Core Concepts
The authors propose Orthogonal Butterfly (BOFT), a novel parameter-efficient finetuning method that leverages butterfly factorization to construct dense orthogonal matrices, enabling more efficient adaptation of large foundation models.
Abstract
The paper studies the problem of parameter efficiency in orthogonal finetuning, a principled approach for downstream task adaptation. The authors propose an information transmission framework to transform the task of crafting a parameter-efficient dense orthogonal matrix into an information transmission problem within a grid-structured graph.
Inspired by the butterfly structures in the Cooley-Tukey fast Fourier transform algorithm, the authors introduce Orthogonal Butterfly (BOFT), a parameter-efficient orthogonal finetuning method. BOFT subsumes the original orthogonal finetuning (OFT) as a special case and provides a generalized orthogonal finetuning framework.
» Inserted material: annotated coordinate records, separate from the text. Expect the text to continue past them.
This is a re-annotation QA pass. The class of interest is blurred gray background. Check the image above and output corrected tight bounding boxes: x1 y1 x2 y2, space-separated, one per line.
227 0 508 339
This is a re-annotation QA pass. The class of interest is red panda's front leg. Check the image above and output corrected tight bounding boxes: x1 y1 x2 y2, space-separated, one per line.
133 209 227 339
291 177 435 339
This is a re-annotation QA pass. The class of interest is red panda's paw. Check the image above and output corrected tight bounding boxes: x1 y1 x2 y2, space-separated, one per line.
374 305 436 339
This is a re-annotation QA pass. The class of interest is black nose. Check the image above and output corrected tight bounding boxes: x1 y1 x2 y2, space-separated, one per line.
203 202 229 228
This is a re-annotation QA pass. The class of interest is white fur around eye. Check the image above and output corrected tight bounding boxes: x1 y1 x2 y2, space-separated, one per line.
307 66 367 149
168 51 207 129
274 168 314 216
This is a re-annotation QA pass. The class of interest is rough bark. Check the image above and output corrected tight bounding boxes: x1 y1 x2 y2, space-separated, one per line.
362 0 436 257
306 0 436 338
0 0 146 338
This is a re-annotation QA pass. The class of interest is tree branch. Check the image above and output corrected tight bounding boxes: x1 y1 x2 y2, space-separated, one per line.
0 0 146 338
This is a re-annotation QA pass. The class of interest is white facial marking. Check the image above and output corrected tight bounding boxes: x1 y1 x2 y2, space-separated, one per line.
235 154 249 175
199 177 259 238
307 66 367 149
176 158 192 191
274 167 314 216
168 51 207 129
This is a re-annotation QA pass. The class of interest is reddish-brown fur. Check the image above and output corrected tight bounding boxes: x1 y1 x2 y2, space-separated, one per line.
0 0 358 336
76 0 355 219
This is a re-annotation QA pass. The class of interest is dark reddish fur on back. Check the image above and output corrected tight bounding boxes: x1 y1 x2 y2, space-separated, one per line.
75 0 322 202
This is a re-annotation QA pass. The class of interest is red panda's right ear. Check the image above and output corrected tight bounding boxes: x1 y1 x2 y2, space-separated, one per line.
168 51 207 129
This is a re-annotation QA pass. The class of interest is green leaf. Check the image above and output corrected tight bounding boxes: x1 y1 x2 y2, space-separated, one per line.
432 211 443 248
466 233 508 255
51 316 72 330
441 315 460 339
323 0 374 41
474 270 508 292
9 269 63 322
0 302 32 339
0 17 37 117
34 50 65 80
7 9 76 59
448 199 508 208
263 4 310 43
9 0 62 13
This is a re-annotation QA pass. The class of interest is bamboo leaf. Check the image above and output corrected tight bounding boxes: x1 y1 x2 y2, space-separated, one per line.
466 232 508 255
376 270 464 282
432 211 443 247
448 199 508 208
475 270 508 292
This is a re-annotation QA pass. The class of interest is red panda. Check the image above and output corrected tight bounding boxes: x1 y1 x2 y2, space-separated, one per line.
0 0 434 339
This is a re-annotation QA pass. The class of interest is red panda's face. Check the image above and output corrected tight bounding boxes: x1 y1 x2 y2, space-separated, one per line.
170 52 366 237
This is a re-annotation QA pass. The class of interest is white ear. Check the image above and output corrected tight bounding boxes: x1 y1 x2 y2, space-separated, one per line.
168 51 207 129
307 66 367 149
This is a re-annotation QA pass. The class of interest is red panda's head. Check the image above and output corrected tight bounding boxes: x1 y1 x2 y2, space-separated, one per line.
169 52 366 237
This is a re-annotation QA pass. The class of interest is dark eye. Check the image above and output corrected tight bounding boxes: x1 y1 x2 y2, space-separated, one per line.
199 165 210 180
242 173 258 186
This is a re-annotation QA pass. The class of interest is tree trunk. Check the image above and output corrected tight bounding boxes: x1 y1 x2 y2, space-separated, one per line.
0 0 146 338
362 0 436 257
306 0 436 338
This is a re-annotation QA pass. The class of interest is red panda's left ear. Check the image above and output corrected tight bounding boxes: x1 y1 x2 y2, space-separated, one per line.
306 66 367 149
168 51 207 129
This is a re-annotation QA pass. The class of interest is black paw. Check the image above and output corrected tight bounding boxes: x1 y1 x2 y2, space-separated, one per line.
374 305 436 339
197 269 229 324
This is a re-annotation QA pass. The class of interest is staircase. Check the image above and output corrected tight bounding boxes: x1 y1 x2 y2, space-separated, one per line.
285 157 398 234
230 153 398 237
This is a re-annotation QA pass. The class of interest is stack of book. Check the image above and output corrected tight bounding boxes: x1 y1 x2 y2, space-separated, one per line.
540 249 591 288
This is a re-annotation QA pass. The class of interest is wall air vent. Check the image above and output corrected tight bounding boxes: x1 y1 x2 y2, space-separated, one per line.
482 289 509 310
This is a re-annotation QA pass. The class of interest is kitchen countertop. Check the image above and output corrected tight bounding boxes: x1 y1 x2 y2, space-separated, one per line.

The authors provide theoretical insights on the expressivity and inductive bias of BOFT, showing that it can significantly reduce the number of trainable parameters while still yielding good performance. BOFT also comes with an intriguing weight interpolation property.
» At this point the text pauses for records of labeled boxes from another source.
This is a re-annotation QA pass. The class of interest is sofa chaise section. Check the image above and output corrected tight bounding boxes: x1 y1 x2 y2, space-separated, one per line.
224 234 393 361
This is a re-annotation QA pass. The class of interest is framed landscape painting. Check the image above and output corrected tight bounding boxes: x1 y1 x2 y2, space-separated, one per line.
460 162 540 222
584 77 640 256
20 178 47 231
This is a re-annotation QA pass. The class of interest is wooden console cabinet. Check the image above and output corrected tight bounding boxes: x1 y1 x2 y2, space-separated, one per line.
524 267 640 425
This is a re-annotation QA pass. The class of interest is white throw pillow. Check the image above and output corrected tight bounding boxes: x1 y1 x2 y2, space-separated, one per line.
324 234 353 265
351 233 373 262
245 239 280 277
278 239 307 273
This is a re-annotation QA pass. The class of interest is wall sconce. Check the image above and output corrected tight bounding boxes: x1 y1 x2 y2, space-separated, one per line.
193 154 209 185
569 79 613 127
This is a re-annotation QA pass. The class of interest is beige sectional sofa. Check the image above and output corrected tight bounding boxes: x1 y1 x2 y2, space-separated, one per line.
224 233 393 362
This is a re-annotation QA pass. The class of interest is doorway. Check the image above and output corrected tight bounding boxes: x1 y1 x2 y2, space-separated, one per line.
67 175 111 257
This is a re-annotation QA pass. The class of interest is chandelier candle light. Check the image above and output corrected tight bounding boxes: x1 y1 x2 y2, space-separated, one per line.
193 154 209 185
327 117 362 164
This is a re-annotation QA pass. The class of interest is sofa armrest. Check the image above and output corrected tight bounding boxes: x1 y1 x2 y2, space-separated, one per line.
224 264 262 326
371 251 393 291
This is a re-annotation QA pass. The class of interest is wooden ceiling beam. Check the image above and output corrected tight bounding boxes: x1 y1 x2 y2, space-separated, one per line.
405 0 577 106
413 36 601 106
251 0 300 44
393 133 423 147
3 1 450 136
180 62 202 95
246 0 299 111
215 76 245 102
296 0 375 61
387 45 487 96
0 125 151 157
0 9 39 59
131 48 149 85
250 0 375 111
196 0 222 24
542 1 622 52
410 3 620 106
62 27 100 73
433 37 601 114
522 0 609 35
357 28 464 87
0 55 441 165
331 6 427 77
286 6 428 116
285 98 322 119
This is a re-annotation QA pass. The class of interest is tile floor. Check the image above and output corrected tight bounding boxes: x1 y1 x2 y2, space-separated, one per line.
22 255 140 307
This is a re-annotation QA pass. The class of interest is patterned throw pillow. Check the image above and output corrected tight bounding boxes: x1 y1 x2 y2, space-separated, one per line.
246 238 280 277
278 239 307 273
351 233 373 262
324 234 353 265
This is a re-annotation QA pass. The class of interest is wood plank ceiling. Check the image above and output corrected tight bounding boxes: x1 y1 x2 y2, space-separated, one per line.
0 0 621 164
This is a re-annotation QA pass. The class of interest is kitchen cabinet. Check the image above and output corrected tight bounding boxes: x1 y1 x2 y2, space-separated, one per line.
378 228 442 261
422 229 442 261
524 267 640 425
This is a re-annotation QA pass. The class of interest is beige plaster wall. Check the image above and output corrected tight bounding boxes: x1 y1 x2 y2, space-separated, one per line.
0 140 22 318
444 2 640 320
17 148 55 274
The authors extensively evaluate BOFT on a wide range of adaptation tasks, including natural language understanding, mathematical reasoning, high-quality image segmentation, and controllable text-to-image generation. BOFT outperforms current state-of-the-art methods by a considerable margin, validating its superior parameter-efficiency and generalization ability.
Stats
The GPT-3 model has around 175 billion parameters.
The Llama-2-7B model has 7 billion parameters.
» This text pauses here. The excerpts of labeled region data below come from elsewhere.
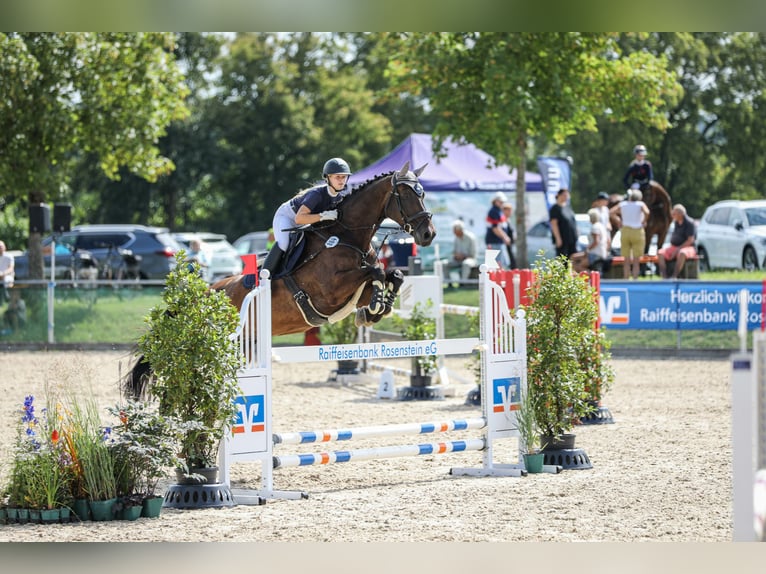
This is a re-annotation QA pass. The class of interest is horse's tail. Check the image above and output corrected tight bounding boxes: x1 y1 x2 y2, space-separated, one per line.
122 355 154 401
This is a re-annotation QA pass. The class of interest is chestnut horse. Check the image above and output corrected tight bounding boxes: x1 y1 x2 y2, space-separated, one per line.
123 162 436 398
608 181 673 253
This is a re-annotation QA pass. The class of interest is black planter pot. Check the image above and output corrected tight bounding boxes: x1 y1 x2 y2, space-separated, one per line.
410 375 432 387
337 361 359 375
540 434 576 451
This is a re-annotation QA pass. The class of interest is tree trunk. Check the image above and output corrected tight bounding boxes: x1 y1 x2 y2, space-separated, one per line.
516 134 529 269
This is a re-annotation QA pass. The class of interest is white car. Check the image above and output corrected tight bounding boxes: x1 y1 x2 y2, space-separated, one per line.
173 231 242 283
696 199 766 271
527 213 591 265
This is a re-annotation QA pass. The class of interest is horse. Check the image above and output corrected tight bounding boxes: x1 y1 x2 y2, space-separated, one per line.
123 162 436 398
607 180 673 254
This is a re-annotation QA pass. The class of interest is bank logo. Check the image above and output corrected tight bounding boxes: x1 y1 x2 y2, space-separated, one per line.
231 395 266 435
599 286 630 325
492 377 521 413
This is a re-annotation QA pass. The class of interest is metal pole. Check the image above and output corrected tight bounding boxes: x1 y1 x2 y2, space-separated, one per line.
43 235 56 344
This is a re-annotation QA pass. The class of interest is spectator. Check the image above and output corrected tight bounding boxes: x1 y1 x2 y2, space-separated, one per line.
447 219 476 280
572 207 609 272
548 189 577 258
610 189 649 279
657 203 697 279
592 191 612 252
0 241 14 304
484 191 511 269
503 201 518 269
3 289 27 335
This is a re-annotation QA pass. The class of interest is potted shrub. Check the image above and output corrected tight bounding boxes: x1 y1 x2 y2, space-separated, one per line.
108 401 182 519
515 389 544 473
319 313 359 375
525 257 614 448
138 254 241 483
392 299 437 387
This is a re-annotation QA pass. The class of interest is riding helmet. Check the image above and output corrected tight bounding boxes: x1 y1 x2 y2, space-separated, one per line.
322 157 351 177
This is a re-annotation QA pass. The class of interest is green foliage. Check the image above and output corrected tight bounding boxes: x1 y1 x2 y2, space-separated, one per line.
138 254 240 468
319 312 359 345
392 299 437 375
525 257 614 436
108 401 183 497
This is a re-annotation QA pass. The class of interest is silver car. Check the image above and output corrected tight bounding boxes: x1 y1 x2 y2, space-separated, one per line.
696 199 766 271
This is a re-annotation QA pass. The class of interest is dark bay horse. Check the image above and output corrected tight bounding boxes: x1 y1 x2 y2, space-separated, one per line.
123 162 436 398
608 181 673 253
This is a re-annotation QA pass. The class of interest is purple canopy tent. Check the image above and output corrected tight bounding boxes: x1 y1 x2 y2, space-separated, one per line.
349 133 548 268
349 134 543 192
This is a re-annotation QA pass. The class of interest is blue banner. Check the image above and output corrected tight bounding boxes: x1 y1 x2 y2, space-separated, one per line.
537 156 571 208
600 281 764 331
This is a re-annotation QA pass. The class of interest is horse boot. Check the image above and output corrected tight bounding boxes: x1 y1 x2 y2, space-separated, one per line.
263 243 285 279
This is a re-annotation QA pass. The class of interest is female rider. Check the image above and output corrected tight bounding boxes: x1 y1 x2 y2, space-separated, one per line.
263 157 351 276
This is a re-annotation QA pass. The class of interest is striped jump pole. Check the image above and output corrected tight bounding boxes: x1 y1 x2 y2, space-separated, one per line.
225 261 548 503
274 438 486 469
274 418 487 444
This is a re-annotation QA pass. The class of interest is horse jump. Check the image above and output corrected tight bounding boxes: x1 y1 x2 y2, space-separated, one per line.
219 265 558 503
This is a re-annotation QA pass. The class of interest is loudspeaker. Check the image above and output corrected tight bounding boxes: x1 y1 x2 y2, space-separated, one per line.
29 203 51 233
53 203 72 233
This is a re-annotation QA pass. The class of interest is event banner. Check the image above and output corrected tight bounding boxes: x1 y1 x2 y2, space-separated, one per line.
537 156 571 207
600 281 764 331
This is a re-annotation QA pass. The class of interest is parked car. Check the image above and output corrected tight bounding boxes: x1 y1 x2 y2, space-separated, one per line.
173 231 242 283
696 199 766 271
527 213 591 265
15 224 181 280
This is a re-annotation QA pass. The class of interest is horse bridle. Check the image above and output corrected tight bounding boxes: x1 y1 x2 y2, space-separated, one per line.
390 172 433 234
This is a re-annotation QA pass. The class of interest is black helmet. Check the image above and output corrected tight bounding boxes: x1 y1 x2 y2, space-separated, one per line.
322 157 351 177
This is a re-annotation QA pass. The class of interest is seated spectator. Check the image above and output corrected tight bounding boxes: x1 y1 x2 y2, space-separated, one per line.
447 219 476 280
657 203 697 279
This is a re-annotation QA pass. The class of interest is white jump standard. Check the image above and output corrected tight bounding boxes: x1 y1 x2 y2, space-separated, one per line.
219 254 560 504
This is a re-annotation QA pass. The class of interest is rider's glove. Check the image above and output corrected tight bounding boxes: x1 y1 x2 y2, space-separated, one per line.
319 209 338 221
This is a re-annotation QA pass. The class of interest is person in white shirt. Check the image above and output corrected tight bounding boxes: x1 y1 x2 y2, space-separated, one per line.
610 189 649 279
0 241 14 303
447 219 476 279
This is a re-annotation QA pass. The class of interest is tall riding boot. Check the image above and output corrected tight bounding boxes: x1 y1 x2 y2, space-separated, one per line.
263 243 284 278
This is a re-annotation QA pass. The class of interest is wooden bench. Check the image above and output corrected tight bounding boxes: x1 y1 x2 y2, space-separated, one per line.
604 255 699 279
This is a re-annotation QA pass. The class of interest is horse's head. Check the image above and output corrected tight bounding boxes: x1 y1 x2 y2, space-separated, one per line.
386 162 436 247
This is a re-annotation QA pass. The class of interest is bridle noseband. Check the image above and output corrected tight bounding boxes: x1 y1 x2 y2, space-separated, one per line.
390 171 432 234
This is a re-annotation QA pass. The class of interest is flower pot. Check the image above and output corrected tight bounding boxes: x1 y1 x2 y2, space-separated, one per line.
176 466 218 484
5 507 19 524
410 375 432 387
540 434 576 450
338 361 359 375
88 498 117 522
72 498 90 522
40 508 61 524
59 507 72 524
141 496 164 518
119 505 144 520
524 452 545 474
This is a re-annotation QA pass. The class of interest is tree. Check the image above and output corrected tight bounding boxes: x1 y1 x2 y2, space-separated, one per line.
389 32 681 266
0 33 187 278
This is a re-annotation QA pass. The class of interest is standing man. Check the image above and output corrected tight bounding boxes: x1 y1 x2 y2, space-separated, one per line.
503 201 518 269
447 219 476 280
657 203 697 279
484 191 511 269
548 189 577 258
0 241 14 303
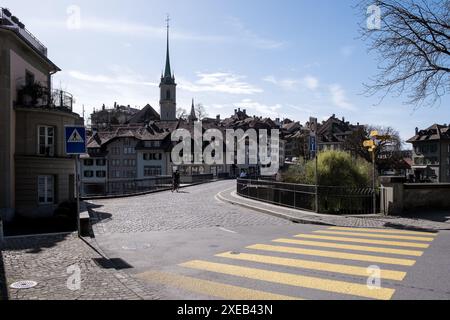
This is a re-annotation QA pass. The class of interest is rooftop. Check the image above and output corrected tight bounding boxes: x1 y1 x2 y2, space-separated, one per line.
0 8 47 57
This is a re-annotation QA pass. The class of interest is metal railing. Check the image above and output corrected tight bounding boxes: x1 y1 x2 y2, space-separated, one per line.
237 179 379 214
51 90 74 111
237 179 316 211
81 176 172 199
15 84 74 112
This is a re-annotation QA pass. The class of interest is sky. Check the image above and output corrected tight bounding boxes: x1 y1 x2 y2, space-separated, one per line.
0 0 450 140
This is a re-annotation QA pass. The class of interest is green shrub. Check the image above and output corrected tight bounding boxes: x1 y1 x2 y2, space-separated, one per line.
282 151 372 187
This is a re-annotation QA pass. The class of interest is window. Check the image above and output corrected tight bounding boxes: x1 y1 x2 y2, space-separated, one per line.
38 176 55 205
111 147 120 156
95 170 106 178
123 147 136 154
84 170 94 178
95 159 106 167
144 166 162 177
112 170 120 178
25 70 34 86
123 159 136 167
143 153 162 161
123 170 136 178
38 126 55 157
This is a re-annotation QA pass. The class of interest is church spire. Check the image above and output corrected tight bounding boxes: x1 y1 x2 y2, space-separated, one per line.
188 99 198 121
164 15 172 79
The DINOv2-large model has more than 300 million parameters.
Quotes
"Recent models such as ChatGPT and Stable Diffusion demonstrate the remarkable generalization ability of large foundation models. The rapid increase in the performance of such models is paired with a dramatic increase in the number of parameters."
"Broad progress in the field therefore requires the ability to adapt such models without retraining them from scratch. That is, we must be able to efficiently adapt existing foundation models to downstream tasks."